Колюшка посмотрел и говорит, что это был жилец у нас, Кривой, который удавился. И объяснил про письмо директору. Забрал он письма, – разберем про вашего Кривого. Альбом был у Луши с карточками. Смотреть. Кто такой? А этот? Потом и вдруг уж к Колюшке:
– А это кто такой?
А тот и не знает. А это повар один, приятель мой, и уж помер. Сказал я, кто такой, а тот не верит.
– Это мы разберем…
И забрал. И еще одного парнишку взял, теперь метрдотель в «Хуторке» и семейный человек. Даже удивительно, зачем они понадобились. Этого-то все они разглядывали и что-то мекали. Часа три так возились. Потом главный и вынимает из портфеля бумажку и показывает Колюшке. А верхушку рукой прикрыл:
– А это не вы писали?
Посмотрел Колюшка, сморщился и говорит:
– Что-то не помню… Как будто моя рука…
И читает ему главный:
– «…перешлю готовое…» Это что, «готовое»?
– А-а… Это образцы изданий картинной галереи… Я, – говорит, – для жильца иногда забирал товар и посылал ему по адресу, когда он в город ездил.
А тот так усмехнулся и говорит:
– Я вас арестую.
– Как угодно, – говорит.
Тут уж я вступился.
– За что же вы его? Это ваш произвол!
И Луша на него:
– Не имеете права! Я к губернатору пойду! У нас лакей у губернатора служит, двоюродный брат…
А тот сейчас:
– Объясните свои слова. Какой лакей, у какого губернатора?
А та врет и врет.
– Не хочу объяснять! – и все.
Тогда он ей свое:
– Ну так я вас арестую для объяснения…
Так она и села. И тут я вступился. Говорю, что она с испугу, а у нас никакого брата нет у губернатора. Наташка чуть не в истерику, а Колюшка так глазами и сверкает.

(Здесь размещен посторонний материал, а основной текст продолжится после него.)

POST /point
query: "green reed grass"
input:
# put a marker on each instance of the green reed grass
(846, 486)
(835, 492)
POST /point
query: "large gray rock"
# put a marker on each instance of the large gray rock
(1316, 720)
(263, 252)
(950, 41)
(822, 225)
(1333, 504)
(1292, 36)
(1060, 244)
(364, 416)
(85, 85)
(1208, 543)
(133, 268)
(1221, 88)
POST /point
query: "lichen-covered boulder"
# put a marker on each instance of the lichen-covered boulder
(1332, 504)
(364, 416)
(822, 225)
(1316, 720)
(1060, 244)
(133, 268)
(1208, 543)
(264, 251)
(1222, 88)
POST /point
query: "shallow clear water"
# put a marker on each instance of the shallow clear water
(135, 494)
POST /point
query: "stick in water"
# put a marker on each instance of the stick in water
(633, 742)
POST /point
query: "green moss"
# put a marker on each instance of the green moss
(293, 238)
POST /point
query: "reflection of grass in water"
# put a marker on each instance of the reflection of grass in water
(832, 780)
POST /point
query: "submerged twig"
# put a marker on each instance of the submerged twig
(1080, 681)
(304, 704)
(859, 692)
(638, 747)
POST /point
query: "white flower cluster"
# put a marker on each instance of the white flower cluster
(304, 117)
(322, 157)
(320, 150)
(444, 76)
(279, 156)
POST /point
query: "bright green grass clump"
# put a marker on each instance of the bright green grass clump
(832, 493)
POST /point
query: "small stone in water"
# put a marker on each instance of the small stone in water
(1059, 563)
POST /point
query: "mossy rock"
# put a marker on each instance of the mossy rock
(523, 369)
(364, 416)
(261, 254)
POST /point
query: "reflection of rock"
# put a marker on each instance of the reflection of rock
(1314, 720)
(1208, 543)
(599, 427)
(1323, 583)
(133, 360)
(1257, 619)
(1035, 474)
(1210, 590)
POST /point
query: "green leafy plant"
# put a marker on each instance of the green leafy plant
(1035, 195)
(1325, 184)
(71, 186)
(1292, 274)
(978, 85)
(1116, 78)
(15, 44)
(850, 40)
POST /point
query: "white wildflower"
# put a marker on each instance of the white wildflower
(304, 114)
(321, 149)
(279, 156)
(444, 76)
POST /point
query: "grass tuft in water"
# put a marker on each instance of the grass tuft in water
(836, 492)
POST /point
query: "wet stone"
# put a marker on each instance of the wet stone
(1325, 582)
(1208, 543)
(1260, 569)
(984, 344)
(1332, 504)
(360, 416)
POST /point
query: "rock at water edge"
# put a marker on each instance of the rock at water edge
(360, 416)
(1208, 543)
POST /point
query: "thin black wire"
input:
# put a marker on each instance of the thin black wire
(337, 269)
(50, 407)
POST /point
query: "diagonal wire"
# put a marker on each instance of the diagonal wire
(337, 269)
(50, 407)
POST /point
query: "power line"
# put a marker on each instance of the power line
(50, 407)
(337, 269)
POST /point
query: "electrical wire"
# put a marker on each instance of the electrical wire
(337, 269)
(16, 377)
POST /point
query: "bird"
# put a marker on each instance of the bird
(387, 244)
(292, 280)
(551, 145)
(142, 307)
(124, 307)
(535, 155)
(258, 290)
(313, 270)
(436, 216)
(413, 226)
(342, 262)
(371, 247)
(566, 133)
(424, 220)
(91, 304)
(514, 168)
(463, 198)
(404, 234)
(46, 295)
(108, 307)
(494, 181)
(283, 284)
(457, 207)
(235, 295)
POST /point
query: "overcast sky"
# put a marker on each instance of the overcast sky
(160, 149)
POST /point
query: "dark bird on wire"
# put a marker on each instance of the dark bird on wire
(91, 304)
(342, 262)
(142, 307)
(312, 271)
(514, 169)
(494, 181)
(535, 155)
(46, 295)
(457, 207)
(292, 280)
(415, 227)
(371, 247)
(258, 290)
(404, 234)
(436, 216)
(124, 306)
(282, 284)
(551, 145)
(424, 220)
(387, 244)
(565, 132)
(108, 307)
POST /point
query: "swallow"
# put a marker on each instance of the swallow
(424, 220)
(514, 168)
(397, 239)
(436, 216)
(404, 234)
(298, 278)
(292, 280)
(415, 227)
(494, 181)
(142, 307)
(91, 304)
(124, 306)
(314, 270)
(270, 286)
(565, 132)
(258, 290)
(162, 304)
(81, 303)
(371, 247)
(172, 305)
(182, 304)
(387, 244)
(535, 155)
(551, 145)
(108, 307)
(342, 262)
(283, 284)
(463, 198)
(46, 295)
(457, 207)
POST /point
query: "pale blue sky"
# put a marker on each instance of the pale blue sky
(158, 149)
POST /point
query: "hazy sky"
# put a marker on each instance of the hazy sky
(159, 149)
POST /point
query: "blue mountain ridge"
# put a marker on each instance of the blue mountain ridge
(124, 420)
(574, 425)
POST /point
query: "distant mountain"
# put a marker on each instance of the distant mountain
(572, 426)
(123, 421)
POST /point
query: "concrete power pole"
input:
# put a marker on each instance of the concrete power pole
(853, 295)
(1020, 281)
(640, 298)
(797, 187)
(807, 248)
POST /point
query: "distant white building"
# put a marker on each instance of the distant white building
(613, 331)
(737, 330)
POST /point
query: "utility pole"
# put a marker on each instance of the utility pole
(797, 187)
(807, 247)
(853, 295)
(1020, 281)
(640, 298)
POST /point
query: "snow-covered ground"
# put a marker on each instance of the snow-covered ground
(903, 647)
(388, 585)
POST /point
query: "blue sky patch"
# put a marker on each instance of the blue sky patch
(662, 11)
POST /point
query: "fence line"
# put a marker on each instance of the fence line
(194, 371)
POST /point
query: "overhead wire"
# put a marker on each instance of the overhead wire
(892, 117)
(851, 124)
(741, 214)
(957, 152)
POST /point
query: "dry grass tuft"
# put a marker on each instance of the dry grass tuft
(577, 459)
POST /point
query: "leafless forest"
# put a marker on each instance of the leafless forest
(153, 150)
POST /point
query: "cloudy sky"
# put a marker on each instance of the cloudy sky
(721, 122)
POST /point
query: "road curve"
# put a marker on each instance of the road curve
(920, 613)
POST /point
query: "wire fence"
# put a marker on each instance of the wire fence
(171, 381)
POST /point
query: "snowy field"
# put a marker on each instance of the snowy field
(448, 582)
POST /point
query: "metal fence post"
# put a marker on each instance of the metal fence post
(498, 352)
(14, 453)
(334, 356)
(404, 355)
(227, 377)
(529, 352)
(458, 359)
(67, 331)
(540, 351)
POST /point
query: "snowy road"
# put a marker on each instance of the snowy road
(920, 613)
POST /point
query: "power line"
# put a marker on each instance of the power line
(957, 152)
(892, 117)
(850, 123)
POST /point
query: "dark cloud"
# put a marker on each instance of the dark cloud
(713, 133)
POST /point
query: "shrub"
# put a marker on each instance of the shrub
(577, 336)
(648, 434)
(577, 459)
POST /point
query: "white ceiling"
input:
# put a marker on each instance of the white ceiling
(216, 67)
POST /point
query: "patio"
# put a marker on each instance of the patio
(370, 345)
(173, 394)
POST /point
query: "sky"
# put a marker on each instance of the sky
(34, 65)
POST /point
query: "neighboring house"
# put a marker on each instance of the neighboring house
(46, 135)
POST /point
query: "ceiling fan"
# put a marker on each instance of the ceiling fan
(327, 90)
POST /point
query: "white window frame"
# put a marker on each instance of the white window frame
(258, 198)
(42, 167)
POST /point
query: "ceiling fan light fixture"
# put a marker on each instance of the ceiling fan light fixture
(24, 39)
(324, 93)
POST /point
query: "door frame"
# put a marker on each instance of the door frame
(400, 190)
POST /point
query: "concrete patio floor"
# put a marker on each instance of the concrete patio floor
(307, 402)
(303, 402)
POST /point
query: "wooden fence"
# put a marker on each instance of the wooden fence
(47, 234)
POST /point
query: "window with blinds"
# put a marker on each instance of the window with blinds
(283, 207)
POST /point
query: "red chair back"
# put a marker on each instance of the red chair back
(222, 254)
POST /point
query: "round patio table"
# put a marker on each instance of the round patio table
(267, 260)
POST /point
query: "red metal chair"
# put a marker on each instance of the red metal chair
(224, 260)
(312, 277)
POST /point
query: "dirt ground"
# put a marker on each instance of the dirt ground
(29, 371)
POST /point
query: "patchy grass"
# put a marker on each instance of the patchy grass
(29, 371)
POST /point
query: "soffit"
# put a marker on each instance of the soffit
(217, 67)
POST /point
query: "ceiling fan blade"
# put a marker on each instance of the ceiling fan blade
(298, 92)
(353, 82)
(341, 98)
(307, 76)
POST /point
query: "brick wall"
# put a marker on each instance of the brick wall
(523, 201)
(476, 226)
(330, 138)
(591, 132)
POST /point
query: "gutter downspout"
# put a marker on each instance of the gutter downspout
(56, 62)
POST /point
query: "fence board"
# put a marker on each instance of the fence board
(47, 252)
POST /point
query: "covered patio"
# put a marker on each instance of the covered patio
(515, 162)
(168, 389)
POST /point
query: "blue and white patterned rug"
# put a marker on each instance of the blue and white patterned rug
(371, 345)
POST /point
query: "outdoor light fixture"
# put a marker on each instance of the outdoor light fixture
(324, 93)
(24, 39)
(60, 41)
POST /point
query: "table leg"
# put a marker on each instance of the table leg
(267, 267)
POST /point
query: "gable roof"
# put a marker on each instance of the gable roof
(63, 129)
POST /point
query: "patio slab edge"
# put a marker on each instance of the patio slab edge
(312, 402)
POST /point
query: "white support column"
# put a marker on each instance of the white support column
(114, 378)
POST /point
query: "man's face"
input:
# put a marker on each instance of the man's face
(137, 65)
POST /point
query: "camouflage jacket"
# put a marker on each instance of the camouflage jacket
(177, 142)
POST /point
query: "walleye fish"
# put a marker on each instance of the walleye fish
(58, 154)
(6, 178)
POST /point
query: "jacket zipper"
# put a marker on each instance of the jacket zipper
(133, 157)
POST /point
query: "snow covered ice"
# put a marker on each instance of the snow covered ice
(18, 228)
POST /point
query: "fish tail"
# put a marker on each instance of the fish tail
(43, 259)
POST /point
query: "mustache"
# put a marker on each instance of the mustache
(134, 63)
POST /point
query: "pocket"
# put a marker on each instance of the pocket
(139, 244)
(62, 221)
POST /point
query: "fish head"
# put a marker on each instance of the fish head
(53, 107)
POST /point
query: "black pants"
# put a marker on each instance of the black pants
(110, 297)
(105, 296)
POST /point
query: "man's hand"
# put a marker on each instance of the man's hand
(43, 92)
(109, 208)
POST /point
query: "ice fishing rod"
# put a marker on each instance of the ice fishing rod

– Не запугивайте мать! – кричит.
Тот ему пригрозил. Черепахин тоже про произвол – отстранили.
Осмотреть чердак, чуланы! Побежали там какие… Сундуки осмотреть!
И пошло навыворот. Все перетряхнули: косыночки, шали там, парадное какое для Наташки. За иконами в божнице глядели. Луша тут заступаться, но ей очень вежливо сказали, что они аккуратно и сами православные. И велели Колюшке одеваться. Луша в голос, но тут сам пристав – он благородно себя держал, сидел у столика и пальцами барабанил – успокоил ее:
– Если ничего нет, подержат и выпустят. Не беспокойтесь…
А Колюшка все молчал, сжался. А внутри у него, я-то его хорошо знаю, кипит, конечно. И на его поведение даже главный ему сказал:
– Вы все объясните, и мы вас не задержим.
– Нечего, – говорит, – мне объяснять, потому что я ничего не знаю. Берите.
А тут еще скрипач вернулся поздно с танцевального вечера. Сейчас его захватили, карманы вывернули, там грушка и конфетки с бала. А Колюшка уж оделся. Простились мы с ним. Лушу уж силой оторвали. Очень тяжело было. И повели его с городовыми. И я за ними выбежал. И на дворе полиция. Окружили и повели. Посажались на извозчиков… И крикнул я ему тогда:
– Колюшка, прощай!
Не слыхал он. Повезли… Побежал я, упал на углу, поскользнулся. Ночь. И ни души, одни фонари. Стал я так на уголку, а мне дворник сказал:
– Ступай, ступай… Замерзнешь…
И не помню, как я в квартиру влез. Луша как каменная сидит среди хаоса, а Черепахин ей голову из ковша примачивает. И калит всех на все корки.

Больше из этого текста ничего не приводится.